School Closure: Rains, Omicron, health
For almost two years, Jolly Mathew, a teacher in a private university in Madurai, taught her children, in Classes 3 and 5, between online lectures and writing her PhD thesis. After her school reopened in Tamil Nadu on November 1, she was hopeful that children would get back to normal. “They are both young and require constant attention. During their online classes, I attended the classes with them. I wrote down notes, homework, and any other activities. Eventually, the teachers lost interest as well. They came less prepared and gave little time to discuss lessons or clear doubts,” said Mathew.
Later in the month, after heavy rains, the Tamil Nadu Government announced the closure of schools and colleges in areas like Madurai, Kancheepuram, Tiruvallur, Villupuram, and Kanyakumari. The state education minister, however, has announced that schools will reopen for Classes 6 to 9 from January 3.

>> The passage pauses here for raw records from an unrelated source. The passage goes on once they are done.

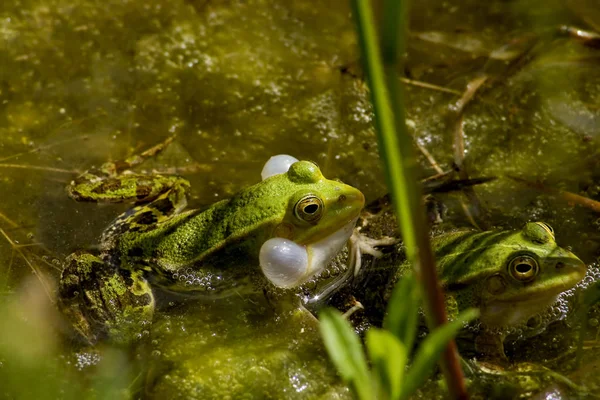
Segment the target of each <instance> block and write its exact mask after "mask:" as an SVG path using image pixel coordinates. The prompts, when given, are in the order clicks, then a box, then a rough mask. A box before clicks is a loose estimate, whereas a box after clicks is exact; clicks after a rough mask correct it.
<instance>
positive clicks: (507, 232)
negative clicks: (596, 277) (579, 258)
mask: <svg viewBox="0 0 600 400" xmlns="http://www.w3.org/2000/svg"><path fill="white" fill-rule="evenodd" d="M453 240H456V238H455V239H451V240H450V241H449V242H447V243H446V246H448V248H447V249H446V251H443V250H442V257H440V259H439V263H440V265H439V267H440V270H441V277H442V279H443V282H444V283H445V285H446V287H447V288H448V290H450V291H452V290H456V291H457V293H458V297H457V298H458V299H460V297H462V301H466V302H468V303H470V304H471V305H474V306H479V307H480V309H481V322H482V323H484V324H485V325H486V326H489V327H507V326H514V325H517V324H519V323H522V322H525V321H527V320H528V319H529V318H531V317H533V316H535V315H538V314H539V313H541V312H543V311H544V309H546V308H547V307H548V306H550V305H551V304H553V303H554V302H555V301H556V297H557V296H558V294H560V293H561V292H563V291H565V290H568V289H571V288H572V287H574V286H575V285H576V284H577V283H578V282H579V281H581V279H583V276H584V275H585V272H586V266H585V264H584V263H583V262H582V261H581V260H580V259H579V258H578V257H577V256H575V255H574V254H573V253H571V252H570V251H568V250H566V249H563V248H561V247H559V246H558V245H557V244H556V241H555V237H554V231H553V230H552V228H551V227H550V226H549V225H548V224H545V223H543V222H529V223H527V224H525V226H524V227H523V229H521V230H520V231H509V232H482V233H477V234H474V235H470V236H469V237H463V240H462V241H461V240H460V239H459V241H460V244H458V245H456V246H453V245H452V243H451V242H452V241H453ZM444 253H446V254H444Z"/></svg>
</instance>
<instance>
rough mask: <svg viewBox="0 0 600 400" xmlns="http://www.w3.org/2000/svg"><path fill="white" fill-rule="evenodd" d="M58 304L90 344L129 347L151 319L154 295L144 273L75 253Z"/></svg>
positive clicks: (70, 258)
mask: <svg viewBox="0 0 600 400" xmlns="http://www.w3.org/2000/svg"><path fill="white" fill-rule="evenodd" d="M59 305H60V308H61V310H62V312H63V314H64V315H65V316H66V317H67V318H68V320H69V321H70V322H71V324H72V326H73V327H74V329H75V331H76V332H77V333H78V334H79V336H80V337H81V338H82V339H83V340H84V341H85V342H87V343H88V344H90V345H91V344H94V343H96V342H97V341H98V340H101V339H104V338H108V339H109V340H110V341H111V342H113V343H118V344H127V343H131V342H132V341H134V340H136V339H138V338H139V337H140V336H141V334H142V331H143V326H144V325H146V324H147V323H149V322H150V321H151V320H152V315H153V313H154V296H153V294H152V291H151V289H150V286H149V285H148V283H147V282H146V280H145V279H144V278H143V277H142V272H141V271H133V272H130V271H122V270H118V269H116V268H113V267H110V266H109V265H108V264H107V263H105V262H104V261H103V260H102V259H101V258H99V257H97V256H95V255H92V254H89V253H74V254H71V255H70V256H69V257H67V259H66V261H65V268H64V270H63V273H62V276H61V279H60V283H59Z"/></svg>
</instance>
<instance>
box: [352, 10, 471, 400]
mask: <svg viewBox="0 0 600 400" xmlns="http://www.w3.org/2000/svg"><path fill="white" fill-rule="evenodd" d="M351 4H352V6H353V11H354V16H355V19H356V26H357V32H358V39H359V43H360V47H361V53H362V54H361V55H362V60H363V64H364V67H365V72H366V76H367V80H368V83H369V88H370V89H371V100H372V103H373V108H374V111H375V127H376V130H377V138H378V141H379V149H380V154H381V158H382V159H383V162H384V166H385V171H386V178H387V181H388V187H389V188H390V194H391V198H392V202H393V204H394V208H395V210H396V216H397V218H398V220H399V222H400V228H401V231H402V238H403V239H404V244H405V246H406V255H407V257H408V259H409V260H410V262H411V264H412V265H413V266H414V268H415V272H416V274H417V279H418V280H419V282H420V283H421V285H422V287H423V293H424V297H423V300H424V304H425V310H426V314H427V322H428V324H429V327H430V329H434V328H435V327H437V326H440V325H443V324H445V323H446V311H445V307H444V296H443V294H442V292H441V289H440V288H439V285H438V280H437V271H436V269H435V260H434V257H433V253H432V251H431V245H430V243H429V236H428V234H427V229H426V227H427V224H426V222H425V212H424V209H423V204H422V202H421V193H420V189H419V186H418V185H417V179H416V174H415V171H414V170H415V166H416V165H417V161H416V157H415V155H414V151H413V140H412V138H411V137H410V135H409V134H408V132H407V130H406V124H405V116H404V96H403V93H402V86H401V85H400V80H399V77H398V71H401V70H402V65H401V62H400V57H401V56H402V55H403V54H404V43H405V34H404V33H405V31H406V27H407V23H406V14H407V12H406V10H407V2H406V1H402V0H386V1H385V2H384V15H385V18H384V22H385V26H384V27H383V32H384V34H385V36H384V38H383V42H382V43H383V46H382V47H383V49H384V52H383V55H384V59H383V62H382V59H381V56H380V52H379V40H378V38H377V35H376V31H375V23H374V18H373V15H372V11H371V8H370V5H369V1H368V0H352V1H351ZM442 370H443V372H444V375H445V377H446V382H447V384H448V388H449V390H450V394H451V396H452V397H454V398H461V399H463V398H467V397H468V396H467V393H466V387H465V384H464V379H463V374H462V371H461V369H460V364H459V358H458V353H457V351H456V345H455V344H454V342H452V341H451V342H449V343H448V347H447V351H446V352H444V358H443V362H442Z"/></svg>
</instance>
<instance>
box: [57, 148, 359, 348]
mask: <svg viewBox="0 0 600 400" xmlns="http://www.w3.org/2000/svg"><path fill="white" fill-rule="evenodd" d="M151 150H154V148H153V149H151ZM156 151H157V150H154V151H153V152H152V154H154V153H156ZM282 160H283V161H282ZM138 163H139V161H138ZM273 164H275V167H273ZM114 166H115V164H113V163H110V165H109V167H108V168H107V167H103V168H102V171H103V174H95V173H86V174H85V175H83V176H82V177H80V178H79V179H77V180H76V181H74V182H73V183H72V184H71V186H70V187H69V188H68V190H69V193H70V195H71V197H73V198H75V199H76V200H84V201H85V200H87V201H116V200H124V199H125V200H126V199H132V198H133V199H137V200H138V202H140V201H141V202H148V203H147V204H141V205H138V206H136V207H134V208H132V209H131V210H129V211H127V212H125V213H123V214H122V215H120V216H119V217H117V218H116V219H115V221H113V223H112V224H111V225H110V226H109V227H108V228H107V229H106V230H105V232H104V233H103V235H102V238H101V254H100V255H98V256H96V255H92V254H88V253H75V254H72V255H71V256H69V257H68V258H67V260H66V266H65V269H64V271H63V274H62V277H61V282H60V298H61V308H62V309H63V311H64V313H65V314H66V315H67V316H68V317H69V318H70V319H71V320H72V322H73V323H74V326H75V328H76V330H77V331H78V332H79V333H80V334H81V335H82V336H83V337H84V338H86V339H87V341H88V342H91V343H93V342H95V341H96V340H97V339H98V338H99V337H100V336H105V335H108V336H109V337H110V338H111V339H112V340H115V341H118V342H128V341H130V340H132V339H134V338H135V337H136V336H139V333H140V331H141V326H142V325H144V322H146V321H149V320H150V319H151V317H152V314H153V310H154V295H153V288H154V287H159V288H162V289H165V290H168V291H171V292H175V293H186V294H192V295H197V296H205V297H208V298H211V299H212V298H219V297H223V296H228V295H232V294H243V293H245V292H247V291H253V292H255V291H257V290H260V289H261V288H262V287H264V285H267V284H269V283H268V282H270V284H272V285H275V286H277V287H280V288H293V287H295V286H298V285H300V284H302V283H304V282H305V281H306V280H308V279H309V278H311V277H312V276H314V275H316V274H318V273H320V272H321V271H322V270H323V269H324V267H325V266H326V265H327V263H328V262H329V261H330V260H331V258H332V257H334V256H335V255H336V254H337V253H338V252H339V251H340V250H341V248H342V247H343V246H344V244H345V243H346V241H347V240H348V238H349V237H350V235H351V234H352V230H353V228H354V225H355V223H356V220H357V218H358V215H359V213H360V210H361V209H362V207H363V205H364V197H363V195H362V193H361V192H360V191H359V190H357V189H355V188H353V187H351V186H348V185H345V184H343V183H341V182H338V181H333V180H328V179H326V178H325V177H323V175H322V174H321V171H320V170H319V168H318V167H317V166H316V165H315V164H314V163H312V162H309V161H297V160H295V159H293V158H292V157H289V156H284V157H283V159H282V158H275V161H270V163H267V166H266V167H265V169H264V170H263V181H262V182H260V183H258V184H256V185H254V186H251V187H249V188H246V189H244V190H242V191H240V192H239V193H237V194H235V195H234V196H233V197H232V198H230V199H228V200H223V201H220V202H218V203H215V204H213V205H212V206H210V207H208V208H206V209H204V210H190V211H183V209H184V207H185V194H184V190H185V189H186V188H187V187H188V186H189V184H188V183H187V181H185V180H183V179H181V178H177V177H166V176H157V177H155V178H156V180H157V181H158V183H155V182H154V181H153V180H152V178H151V177H148V176H145V175H135V174H123V175H122V176H121V175H118V172H119V171H118V168H116V167H114ZM111 167H112V168H111ZM273 168H274V169H273ZM106 171H108V172H106ZM99 175H103V176H99ZM140 182H141V183H140ZM106 190H109V191H112V192H113V193H114V194H115V196H114V197H113V196H110V195H109V194H106ZM259 264H260V268H258V266H259ZM261 269H262V273H261ZM265 278H266V279H265Z"/></svg>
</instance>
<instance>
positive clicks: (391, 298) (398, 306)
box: [383, 274, 420, 349]
mask: <svg viewBox="0 0 600 400" xmlns="http://www.w3.org/2000/svg"><path fill="white" fill-rule="evenodd" d="M419 305H420V296H419V287H418V285H417V280H416V279H415V276H414V275H413V274H407V275H406V276H405V277H403V278H402V279H401V280H400V282H399V283H398V284H396V287H395V288H394V291H393V293H392V297H391V298H390V302H389V304H388V308H387V315H386V317H385V319H384V321H383V327H384V328H385V329H387V330H388V331H390V332H392V333H393V334H394V335H396V337H397V338H398V339H400V341H401V342H402V343H403V344H404V346H405V347H406V348H407V349H411V348H412V345H413V342H414V340H415V335H416V333H417V322H418V318H419Z"/></svg>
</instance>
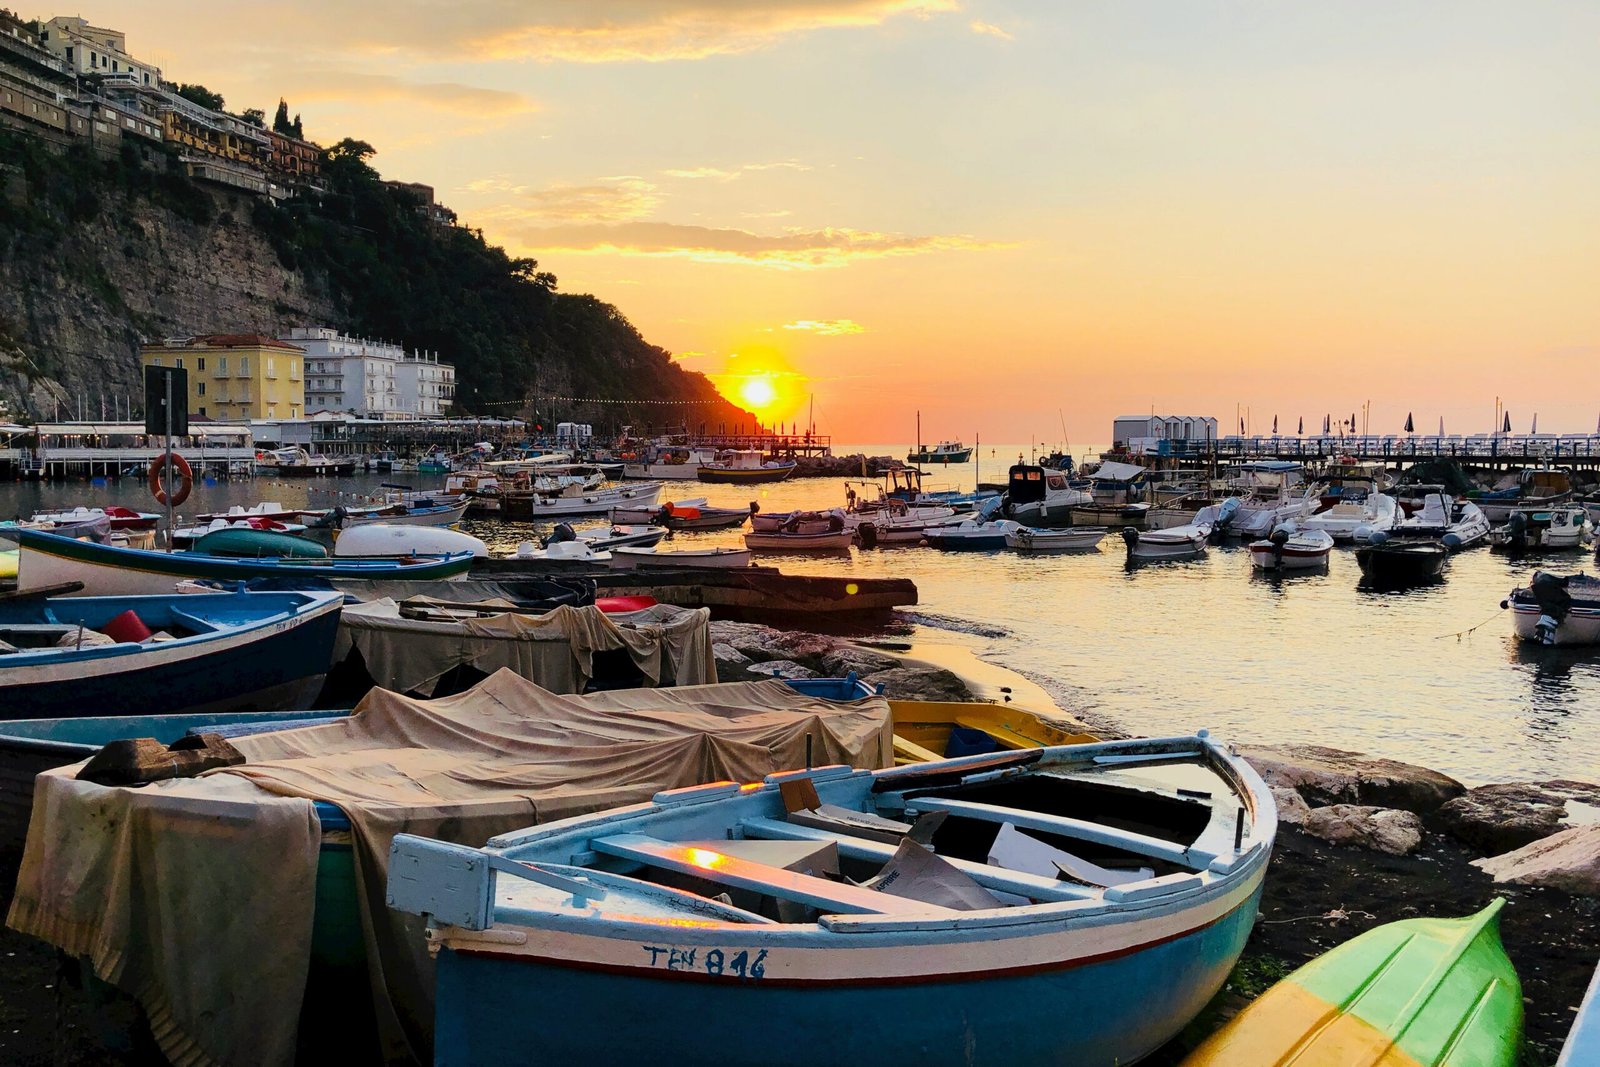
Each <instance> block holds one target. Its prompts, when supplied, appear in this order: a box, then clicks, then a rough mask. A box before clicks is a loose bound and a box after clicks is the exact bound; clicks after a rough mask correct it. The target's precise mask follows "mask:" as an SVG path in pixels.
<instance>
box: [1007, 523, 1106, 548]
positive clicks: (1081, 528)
mask: <svg viewBox="0 0 1600 1067" xmlns="http://www.w3.org/2000/svg"><path fill="white" fill-rule="evenodd" d="M1107 533H1110V530H1107V528H1106V526H1069V528H1067V530H1038V528H1034V526H1018V528H1016V530H1013V531H1011V533H1008V534H1006V537H1005V542H1006V547H1008V549H1016V550H1018V552H1027V553H1034V555H1037V553H1043V552H1088V550H1091V549H1098V547H1099V542H1101V541H1104V539H1106V534H1107Z"/></svg>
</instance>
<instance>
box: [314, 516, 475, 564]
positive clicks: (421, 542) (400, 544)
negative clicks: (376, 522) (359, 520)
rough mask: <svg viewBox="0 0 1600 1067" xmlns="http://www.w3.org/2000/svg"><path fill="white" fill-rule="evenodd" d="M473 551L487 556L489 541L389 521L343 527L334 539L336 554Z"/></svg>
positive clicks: (456, 531) (427, 552) (432, 528)
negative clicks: (337, 534) (400, 525)
mask: <svg viewBox="0 0 1600 1067" xmlns="http://www.w3.org/2000/svg"><path fill="white" fill-rule="evenodd" d="M458 552H470V553H472V555H478V557H486V555H488V553H490V549H488V545H486V544H483V542H482V541H478V539H477V537H474V536H472V534H464V533H461V531H459V530H445V528H443V526H390V525H386V523H366V525H362V526H352V528H349V530H341V531H339V536H338V537H334V541H333V553H334V555H338V557H386V558H387V557H413V555H453V553H458Z"/></svg>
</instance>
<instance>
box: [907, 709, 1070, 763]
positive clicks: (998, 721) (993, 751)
mask: <svg viewBox="0 0 1600 1067" xmlns="http://www.w3.org/2000/svg"><path fill="white" fill-rule="evenodd" d="M890 710H891V712H893V715H894V761H896V763H926V761H928V760H939V758H944V757H954V755H973V753H978V752H1006V750H1014V749H1043V747H1048V745H1070V744H1085V742H1090V741H1099V737H1094V736H1093V734H1086V733H1083V729H1082V726H1078V725H1077V723H1074V721H1070V720H1066V718H1059V717H1056V715H1050V713H1045V712H1030V710H1027V709H1026V707H1022V705H1019V704H962V702H955V701H890Z"/></svg>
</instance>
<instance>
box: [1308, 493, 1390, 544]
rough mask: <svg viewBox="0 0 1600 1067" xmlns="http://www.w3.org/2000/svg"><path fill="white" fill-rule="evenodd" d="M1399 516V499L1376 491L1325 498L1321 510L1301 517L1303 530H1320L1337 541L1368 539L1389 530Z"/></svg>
mask: <svg viewBox="0 0 1600 1067" xmlns="http://www.w3.org/2000/svg"><path fill="white" fill-rule="evenodd" d="M1397 517H1398V506H1397V504H1395V498H1392V496H1389V494H1386V493H1378V491H1376V490H1373V491H1371V493H1368V494H1366V496H1362V498H1355V496H1338V498H1333V502H1330V496H1323V498H1322V504H1320V507H1318V510H1315V512H1312V514H1310V515H1304V517H1301V518H1299V520H1298V522H1299V528H1301V530H1320V531H1323V533H1326V534H1328V536H1330V537H1333V539H1334V541H1366V537H1368V536H1370V534H1373V533H1389V530H1392V528H1394V525H1395V520H1397Z"/></svg>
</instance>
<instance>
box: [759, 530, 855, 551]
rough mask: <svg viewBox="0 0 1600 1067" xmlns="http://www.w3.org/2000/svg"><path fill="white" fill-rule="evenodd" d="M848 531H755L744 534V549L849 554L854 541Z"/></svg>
mask: <svg viewBox="0 0 1600 1067" xmlns="http://www.w3.org/2000/svg"><path fill="white" fill-rule="evenodd" d="M854 536H856V534H854V533H853V531H850V530H826V531H822V533H787V531H781V530H779V531H776V533H770V531H765V533H763V531H755V533H747V534H744V544H746V547H749V549H752V550H755V552H845V553H848V552H850V544H851V541H853V539H854Z"/></svg>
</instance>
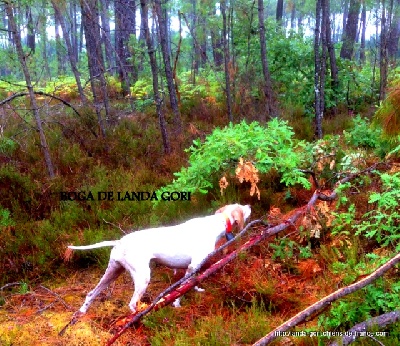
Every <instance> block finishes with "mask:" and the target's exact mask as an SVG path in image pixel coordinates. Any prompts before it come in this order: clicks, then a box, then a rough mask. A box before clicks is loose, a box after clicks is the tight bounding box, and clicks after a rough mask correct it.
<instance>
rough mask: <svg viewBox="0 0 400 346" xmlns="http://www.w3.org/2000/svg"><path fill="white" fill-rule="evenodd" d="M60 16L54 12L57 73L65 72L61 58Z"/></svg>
mask: <svg viewBox="0 0 400 346" xmlns="http://www.w3.org/2000/svg"><path fill="white" fill-rule="evenodd" d="M59 27H60V17H59V16H57V14H56V13H55V14H54V31H55V34H56V56H57V74H58V75H63V74H65V68H64V59H63V49H62V48H63V47H62V40H61V35H60V28H59Z"/></svg>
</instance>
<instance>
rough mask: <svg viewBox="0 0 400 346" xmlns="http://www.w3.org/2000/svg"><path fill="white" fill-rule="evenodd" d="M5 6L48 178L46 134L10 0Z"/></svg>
mask: <svg viewBox="0 0 400 346" xmlns="http://www.w3.org/2000/svg"><path fill="white" fill-rule="evenodd" d="M5 8H6V13H7V17H8V22H9V25H10V29H11V31H12V35H13V39H14V43H15V47H16V50H17V55H18V60H19V62H20V64H21V67H22V71H23V73H24V77H25V82H26V87H27V89H28V92H29V98H30V101H31V108H32V111H33V115H34V118H35V121H36V127H37V131H38V132H39V137H40V145H41V149H42V152H43V156H44V160H45V163H46V168H47V173H48V174H49V177H50V178H54V177H55V173H54V167H53V162H52V160H51V156H50V151H49V147H48V145H47V141H46V136H45V134H44V131H43V127H42V119H40V115H39V108H38V106H37V103H36V98H35V94H34V90H33V86H32V80H31V75H30V73H29V69H28V66H27V63H26V58H27V56H26V55H25V54H24V51H23V48H22V43H21V34H20V30H19V28H17V25H16V23H15V19H14V13H13V8H12V5H11V2H10V1H5Z"/></svg>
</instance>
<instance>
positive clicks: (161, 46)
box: [154, 0, 182, 135]
mask: <svg viewBox="0 0 400 346" xmlns="http://www.w3.org/2000/svg"><path fill="white" fill-rule="evenodd" d="M154 7H155V11H156V15H157V20H158V29H159V32H160V44H161V51H162V55H163V60H164V70H165V77H166V79H167V87H168V93H169V101H170V104H171V108H172V112H173V114H174V130H175V133H176V134H177V135H179V134H181V133H182V121H181V114H180V112H179V105H178V97H177V95H176V90H175V85H174V76H173V73H172V66H171V52H170V51H169V49H168V41H167V38H168V34H167V32H166V18H165V17H164V16H163V11H162V9H161V0H155V1H154Z"/></svg>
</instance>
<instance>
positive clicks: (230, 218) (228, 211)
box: [215, 204, 251, 230]
mask: <svg viewBox="0 0 400 346" xmlns="http://www.w3.org/2000/svg"><path fill="white" fill-rule="evenodd" d="M219 213H224V214H226V215H228V216H229V217H230V219H231V220H233V221H234V223H235V224H236V225H238V227H239V229H240V230H242V229H243V227H244V223H245V222H246V220H247V219H248V217H249V216H250V214H251V207H250V206H249V205H241V204H230V205H226V206H224V207H222V208H220V209H218V210H217V211H216V212H215V214H219Z"/></svg>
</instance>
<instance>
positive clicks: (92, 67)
mask: <svg viewBox="0 0 400 346" xmlns="http://www.w3.org/2000/svg"><path fill="white" fill-rule="evenodd" d="M80 4H81V10H82V24H83V28H84V32H85V40H86V51H87V55H88V65H89V74H90V85H91V88H92V93H93V99H94V106H95V109H96V115H97V121H98V124H99V129H100V134H101V136H102V137H103V138H105V137H106V124H105V121H104V119H103V116H102V115H101V108H102V107H101V104H100V102H101V100H100V97H99V95H98V91H97V86H96V80H97V79H98V80H99V82H100V90H101V93H102V95H101V96H102V98H103V104H104V110H105V118H106V119H108V118H109V114H110V109H109V100H108V94H107V83H106V80H105V77H104V70H105V68H104V59H103V52H102V47H101V42H100V26H99V15H98V9H97V6H98V3H97V0H80Z"/></svg>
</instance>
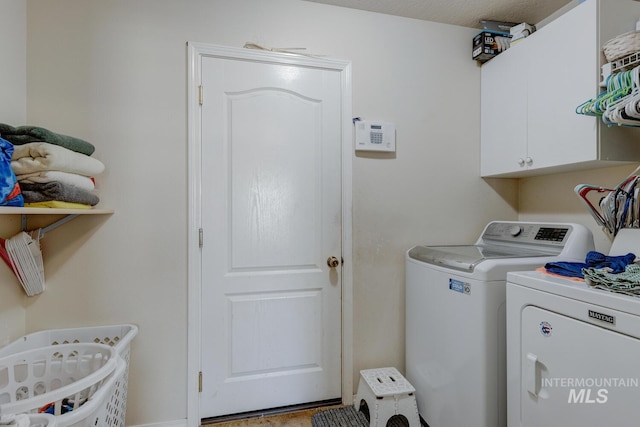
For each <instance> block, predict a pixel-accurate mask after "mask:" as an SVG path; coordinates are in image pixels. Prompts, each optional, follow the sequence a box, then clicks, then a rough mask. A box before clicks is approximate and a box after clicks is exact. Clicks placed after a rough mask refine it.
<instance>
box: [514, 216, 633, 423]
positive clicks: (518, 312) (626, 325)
mask: <svg viewBox="0 0 640 427" xmlns="http://www.w3.org/2000/svg"><path fill="white" fill-rule="evenodd" d="M629 252H632V253H634V254H636V255H637V254H640V230H639V229H622V230H620V232H619V234H618V236H617V237H616V239H615V240H614V242H613V245H612V247H611V251H610V253H609V254H610V255H616V256H617V255H626V254H627V253H629ZM507 281H508V283H507V390H508V400H507V408H508V411H507V412H508V426H509V427H543V426H544V427H547V426H581V427H596V426H597V427H601V426H616V427H632V426H637V425H638V414H637V408H638V405H639V402H640V368H639V366H640V365H639V364H638V363H639V361H640V298H638V297H635V296H627V295H622V294H618V293H613V292H610V291H607V290H603V289H596V288H593V287H590V286H589V285H587V284H585V283H581V282H578V281H575V280H569V279H564V278H558V277H553V276H549V275H548V274H545V273H542V272H537V271H531V272H516V273H509V274H507Z"/></svg>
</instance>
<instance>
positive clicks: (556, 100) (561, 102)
mask: <svg viewBox="0 0 640 427" xmlns="http://www.w3.org/2000/svg"><path fill="white" fill-rule="evenodd" d="M638 17H640V2H636V1H633V0H587V1H585V2H583V3H581V4H579V5H577V6H576V7H575V8H573V9H571V10H569V11H568V12H566V13H565V14H563V15H561V16H559V17H558V18H557V19H555V20H554V21H552V22H550V23H549V24H547V25H545V26H543V27H541V28H539V29H538V31H536V32H535V33H533V34H532V35H530V36H529V37H527V38H526V39H525V40H523V41H522V42H520V43H518V44H516V45H514V46H512V47H511V48H510V49H508V50H507V51H505V52H503V53H502V54H500V55H498V56H497V57H495V58H493V59H492V60H491V61H489V62H487V63H486V64H484V65H483V67H482V69H481V112H480V116H481V167H480V173H481V175H482V176H485V177H490V176H496V177H522V176H532V175H541V174H545V173H556V172H565V171H571V170H578V169H590V168H597V167H606V166H614V165H620V164H623V163H625V162H637V161H640V129H636V128H627V127H608V126H607V125H605V124H604V123H602V120H601V118H599V117H592V116H585V115H579V114H577V113H576V112H575V110H576V107H577V106H578V105H580V104H581V103H582V102H584V100H586V99H592V98H595V97H596V96H597V95H598V93H600V91H601V89H600V88H599V82H600V67H601V66H602V64H603V63H604V62H605V59H604V55H603V54H602V45H603V44H604V43H606V42H607V41H608V40H610V39H612V38H613V37H616V36H617V35H619V34H622V33H624V32H626V31H629V30H631V29H633V28H635V23H636V21H637V19H638Z"/></svg>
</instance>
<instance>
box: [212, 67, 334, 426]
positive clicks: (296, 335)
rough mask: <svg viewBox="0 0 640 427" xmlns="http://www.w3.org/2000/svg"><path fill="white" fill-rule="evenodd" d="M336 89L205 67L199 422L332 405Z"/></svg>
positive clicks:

In Karnataka, schools were briefly closed in districts like Shivamogga, Thirthahalli, Sagar, and Hosanagara. “The school closed for two or three days during heavy rains but it could not dampen their [students’] resolve to start school again. Floods frequently occur in our area but we were fed up with the system that excluded the marginalised from accessing education, said Kumar.
“The schools provide a routine. Even if it is not every day, the children interact and learn better. We have read so many studies now that tells us that there is no alternative to schools. Why the government forgets this is beyond me,” Mathews complained.
Despite the threat of the Omicron variant of COVID-19, Mathew is hoping that schools will not shut again disrupting the already disturbed academic activities of her children. The state government has announced the reopening of schools in Tamil Nadu for classes 6 to 9 from January 3.
Apart from widening learning inequities, there has been an adverse impact on nutrition, impact on mental and psychological wellbeing, and safety of school students. Ahuja, who also privately tutors school students, says children have a “fragile immune system” cooped at home. “I have noticed that the children are falling ill so frequently. When they attended school, they were more active and attentive but how do we ensure their health is compromised due to this severe pollution,” she added.